In order to run SIDR, you will need to perform several analyses of your data. For the default analysis, you will need:

  • A preliminary assembly
  • An alignment back to that preliminary assembly
  • A BLAST classification of that assembly
  • A copy of the NCBI Taxonomy Dump

Alternatively, you can precalculate the data you wish to use to train the model, and save it in a specific format for input. This is explained here: Running With a Runfile.

Assembly

SIDR requires a preliminary assembly of your data built with standard de novo assembly techniques. The scaffolds from this assembly will be used as input for the machine learning model. During testing, the ABySS assembler was used to generate preliminary assemblies, however at this time no testing has been done as to the effect the preliminary assembler has on downstream assembly.

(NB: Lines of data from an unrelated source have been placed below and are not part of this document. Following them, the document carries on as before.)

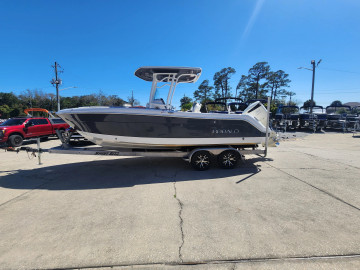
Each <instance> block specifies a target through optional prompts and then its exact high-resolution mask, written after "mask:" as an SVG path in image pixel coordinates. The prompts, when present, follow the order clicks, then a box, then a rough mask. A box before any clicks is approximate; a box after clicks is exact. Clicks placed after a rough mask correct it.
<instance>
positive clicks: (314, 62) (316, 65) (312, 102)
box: [298, 59, 322, 113]
mask: <svg viewBox="0 0 360 270" xmlns="http://www.w3.org/2000/svg"><path fill="white" fill-rule="evenodd" d="M321 61H322V59H320V60H319V61H318V62H317V64H316V65H315V60H311V65H312V66H313V68H312V69H311V68H306V67H299V68H298V69H307V70H311V71H312V72H313V79H312V87H311V104H310V113H312V110H313V106H314V86H315V68H317V67H318V66H319V64H320V63H321Z"/></svg>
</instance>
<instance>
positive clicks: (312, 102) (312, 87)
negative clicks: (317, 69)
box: [310, 60, 321, 114]
mask: <svg viewBox="0 0 360 270" xmlns="http://www.w3.org/2000/svg"><path fill="white" fill-rule="evenodd" d="M320 61H321V60H320ZM320 61H319V63H320ZM311 64H312V66H313V81H312V87H311V106H310V114H312V109H313V106H314V85H315V60H311Z"/></svg>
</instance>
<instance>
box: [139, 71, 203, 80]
mask: <svg viewBox="0 0 360 270" xmlns="http://www.w3.org/2000/svg"><path fill="white" fill-rule="evenodd" d="M154 75H156V80H157V81H162V82H169V81H172V76H171V75H174V76H175V79H176V80H177V83H183V82H187V83H192V82H196V81H197V79H198V78H199V77H200V75H201V68H197V67H140V68H138V69H137V70H136V71H135V76H137V77H139V78H140V79H143V80H145V81H148V82H152V81H153V80H154Z"/></svg>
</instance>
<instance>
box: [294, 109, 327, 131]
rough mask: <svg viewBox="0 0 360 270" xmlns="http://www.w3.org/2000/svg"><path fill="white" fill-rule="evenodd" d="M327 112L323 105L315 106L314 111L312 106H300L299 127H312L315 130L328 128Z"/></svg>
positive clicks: (309, 128) (313, 109)
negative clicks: (305, 106) (326, 125)
mask: <svg viewBox="0 0 360 270" xmlns="http://www.w3.org/2000/svg"><path fill="white" fill-rule="evenodd" d="M326 125H327V114H326V112H325V109H324V108H323V107H322V106H313V107H312V113H311V108H310V107H301V108H300V126H299V128H307V129H311V130H313V131H314V132H316V131H317V130H322V129H324V128H326Z"/></svg>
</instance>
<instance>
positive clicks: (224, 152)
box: [218, 150, 240, 169]
mask: <svg viewBox="0 0 360 270" xmlns="http://www.w3.org/2000/svg"><path fill="white" fill-rule="evenodd" d="M239 159H240V154H239V153H238V152H237V151H235V150H226V151H224V152H222V153H221V154H220V155H219V156H218V164H219V166H220V167H221V168H223V169H233V168H235V166H236V165H237V164H238V162H239Z"/></svg>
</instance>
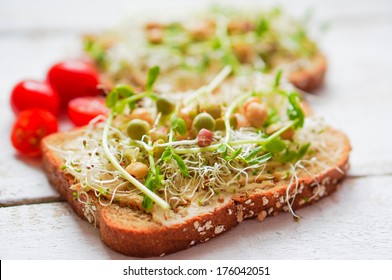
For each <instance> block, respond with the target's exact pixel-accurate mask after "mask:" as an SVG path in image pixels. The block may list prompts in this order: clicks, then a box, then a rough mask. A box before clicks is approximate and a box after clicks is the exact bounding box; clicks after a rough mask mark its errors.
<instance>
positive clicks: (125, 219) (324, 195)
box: [42, 129, 351, 257]
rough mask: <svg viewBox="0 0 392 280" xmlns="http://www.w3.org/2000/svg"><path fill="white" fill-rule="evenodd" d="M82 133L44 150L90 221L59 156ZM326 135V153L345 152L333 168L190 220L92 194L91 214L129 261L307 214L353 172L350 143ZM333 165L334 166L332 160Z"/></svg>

Regardless of the tools used, the final scaffold FASTA file will be used for input into SIDR.

Alignment

The second piece of data required is an alignment of your raw reads to the preliminary assembly. The alignment can be constructed using any standard alignment tools, during testing GSNAP was used. Regardless of the tools used, the alignment must be in a sorted and indexed BAM file. These can be created from a SAM alignment using the following samtools commands:

samtools view -Sb /path/to/alignment.sam -o /path/to/alignment.bam
samtools sort /path/to/alignment.bam /path/to/alignment_sorted
samtools index /path/to/alignment_sorted.bam

BLAST

The last piece of data that must be precalculated is a BLAST classification of the preliminary assembly. This may be constructed with a tool besides command-line BLAST, so long as it is properly formatted. To make a properly-formatted BLAST result file, you can use the command:

blastn \
    -task megablast \
    -query /path/to/FASTA \
    -db nt \
    -outfmt '6 qseqid staxids' \
    -culling_limit 5 \
    -evalue 1e-25 \
    -out /path/to/output

Currently SIDR assumes that BLAST input will have the sequence ID in the first column, and the NCBI Taxonomy ID in the second column. Any alternative classification tool may be used so long as it can produce this output. Any additional columns in the BLAST output will be ignored.

Taxonomy Dump

SIDR uses the NCBI Taxonomy to translate the BLAST results into the desired classification. The Taxonomy dump can be downloaded from:

ftp://ftp.ncbi.nlm.nih.gov/pub/taxonomy/taxdump.tar.gz

After downloading, extract it and note it’s location. By default, SIDR checks the directory listed in $BLASTDB, however this can be changed at runtime.